7 November 2020: 72 new cases are confirmed. The number of infected people rises to 3,441. The number of recoveries rises to 2,903, 7 patients are in ICU and 3 patients are on intermediate care. 2,935 analyses were made on the day.

8 November 2020: 73 new cases are confirmed. The number of infected people rises to 3,514. The number of recoveries rises to 2,943, 8 patients are in ICU and 2 patients are on intermediate care. 4,226 analyses were made on the day. The death of a 64-year-old patient from Montevideo was confirmed, raising the total to 62.

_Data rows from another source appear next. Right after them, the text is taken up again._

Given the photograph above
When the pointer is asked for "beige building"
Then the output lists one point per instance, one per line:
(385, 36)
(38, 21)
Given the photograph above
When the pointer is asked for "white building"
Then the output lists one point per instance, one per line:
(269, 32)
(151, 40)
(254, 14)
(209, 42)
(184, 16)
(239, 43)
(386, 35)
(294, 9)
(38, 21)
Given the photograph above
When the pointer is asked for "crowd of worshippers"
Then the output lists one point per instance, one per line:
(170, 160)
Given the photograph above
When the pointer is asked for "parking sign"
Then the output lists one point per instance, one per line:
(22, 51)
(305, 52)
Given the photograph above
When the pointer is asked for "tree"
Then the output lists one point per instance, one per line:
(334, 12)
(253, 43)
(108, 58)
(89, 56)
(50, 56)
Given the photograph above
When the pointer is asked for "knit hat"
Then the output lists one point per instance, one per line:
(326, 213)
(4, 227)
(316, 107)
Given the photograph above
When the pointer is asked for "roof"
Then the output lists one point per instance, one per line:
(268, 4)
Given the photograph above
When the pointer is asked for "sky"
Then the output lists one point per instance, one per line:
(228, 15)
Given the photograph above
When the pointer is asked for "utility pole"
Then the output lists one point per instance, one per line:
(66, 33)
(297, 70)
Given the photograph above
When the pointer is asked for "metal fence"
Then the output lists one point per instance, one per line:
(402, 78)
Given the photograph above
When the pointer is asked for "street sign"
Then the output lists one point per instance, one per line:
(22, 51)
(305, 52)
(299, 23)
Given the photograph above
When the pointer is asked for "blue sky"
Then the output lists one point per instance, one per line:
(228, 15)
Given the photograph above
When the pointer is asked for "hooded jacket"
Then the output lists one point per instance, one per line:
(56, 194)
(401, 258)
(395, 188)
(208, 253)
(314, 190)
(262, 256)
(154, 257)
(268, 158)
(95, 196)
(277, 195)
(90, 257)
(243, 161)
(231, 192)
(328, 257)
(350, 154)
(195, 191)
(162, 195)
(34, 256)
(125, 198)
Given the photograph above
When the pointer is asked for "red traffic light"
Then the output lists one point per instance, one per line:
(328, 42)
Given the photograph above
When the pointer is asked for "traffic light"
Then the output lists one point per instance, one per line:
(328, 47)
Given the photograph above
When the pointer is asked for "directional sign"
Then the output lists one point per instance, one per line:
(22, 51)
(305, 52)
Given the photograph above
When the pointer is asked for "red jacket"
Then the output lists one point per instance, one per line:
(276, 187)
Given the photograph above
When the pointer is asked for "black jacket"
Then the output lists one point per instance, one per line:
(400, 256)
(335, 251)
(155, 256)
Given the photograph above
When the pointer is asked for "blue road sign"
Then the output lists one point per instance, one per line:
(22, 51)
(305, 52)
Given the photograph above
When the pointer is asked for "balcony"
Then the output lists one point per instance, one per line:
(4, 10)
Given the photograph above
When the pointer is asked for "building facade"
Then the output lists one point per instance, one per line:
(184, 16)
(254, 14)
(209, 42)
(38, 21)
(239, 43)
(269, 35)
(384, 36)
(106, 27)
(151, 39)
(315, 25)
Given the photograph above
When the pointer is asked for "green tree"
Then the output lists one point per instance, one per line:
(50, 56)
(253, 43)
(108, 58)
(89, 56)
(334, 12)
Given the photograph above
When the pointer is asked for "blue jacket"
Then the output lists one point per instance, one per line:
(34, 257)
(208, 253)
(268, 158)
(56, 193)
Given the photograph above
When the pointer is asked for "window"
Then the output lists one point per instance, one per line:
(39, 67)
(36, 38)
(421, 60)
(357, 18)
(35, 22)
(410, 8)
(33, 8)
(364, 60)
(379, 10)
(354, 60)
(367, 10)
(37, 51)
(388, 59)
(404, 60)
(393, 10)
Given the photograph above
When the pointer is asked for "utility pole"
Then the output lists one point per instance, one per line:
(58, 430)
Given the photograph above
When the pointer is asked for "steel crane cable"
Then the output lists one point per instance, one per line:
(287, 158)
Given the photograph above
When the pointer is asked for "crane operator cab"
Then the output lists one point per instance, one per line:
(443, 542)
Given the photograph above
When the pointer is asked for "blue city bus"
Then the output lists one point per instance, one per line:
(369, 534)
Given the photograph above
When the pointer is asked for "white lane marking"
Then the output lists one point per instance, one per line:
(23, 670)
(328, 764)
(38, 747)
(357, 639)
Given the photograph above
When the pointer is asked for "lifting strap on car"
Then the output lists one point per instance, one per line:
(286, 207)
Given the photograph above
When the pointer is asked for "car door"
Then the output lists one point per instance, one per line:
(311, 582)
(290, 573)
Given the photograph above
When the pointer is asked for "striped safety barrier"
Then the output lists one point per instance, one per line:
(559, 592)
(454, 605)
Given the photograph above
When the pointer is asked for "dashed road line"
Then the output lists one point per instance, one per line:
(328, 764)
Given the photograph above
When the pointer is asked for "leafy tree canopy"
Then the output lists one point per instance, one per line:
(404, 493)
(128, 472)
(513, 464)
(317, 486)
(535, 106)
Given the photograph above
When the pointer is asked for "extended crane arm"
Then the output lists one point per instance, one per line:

9 November 2020: 47 new cases are confirmed. The number of infected people rises to 3,560. The number of recoveries rises to 2,993, 10 patients are in ICU and 1 patient is on intermediate care. 2,994 analyses were made on the day.

10 November 2020: 60 new cases are confirmed. The number of infected people rises to 3,620. The number of recoveries rises to 3,034, 10 patients are in ICU and 1 patient is on intermediate care. 3,285 analyses were made on the day.

11 November 2020: 80 new cases are confirmed. The number of infected people rises to 3,700. The number of recoveries rises to 3,078, 8 patients are in ICU and 1 patient is on intermediate care. 4,341 analyses were made on the day. The death of a 90-year-old man in Montevideo was also confirmed raising the total number of deaths to 63.

12 November 2020: 95 new cases are confirmed. The number of infected people rises to 3,795. The number of infected people rises to 3,103, 8 patients are in ICU and a patient is on intermediate care. 3,802 analyses were made on the day.

13 November 2020: 88 new cases are confirmed. The number of infected people rises to 3,883. The number of recoveries rises to 3,135, 10 patients are in ICU and a patient is on intermediate care. 3,183 analyses were made on the day. The death of a 92-year-old woman was also confirmed, raising the total number of deaths to 64.

14 November 2020: 74 new cases are confirmed. The number of infected people rises to 3,957. The number of recoveries rises to 3,175, 10 patients are in ICU and a patient is on intermediate care. 4,604 analyses were made on the day.

15 November 2020: 73 new cases are confirmed. The number of infected people rises to 4,030. The number of recoveries rises to 3,233, 10 patients are in ICU and a patient is on intermediate care. 3,829 analyses were made on the day. The death of an 88-year-old woman in Montevideo was also confirmed, raising the total number of deaths to 65.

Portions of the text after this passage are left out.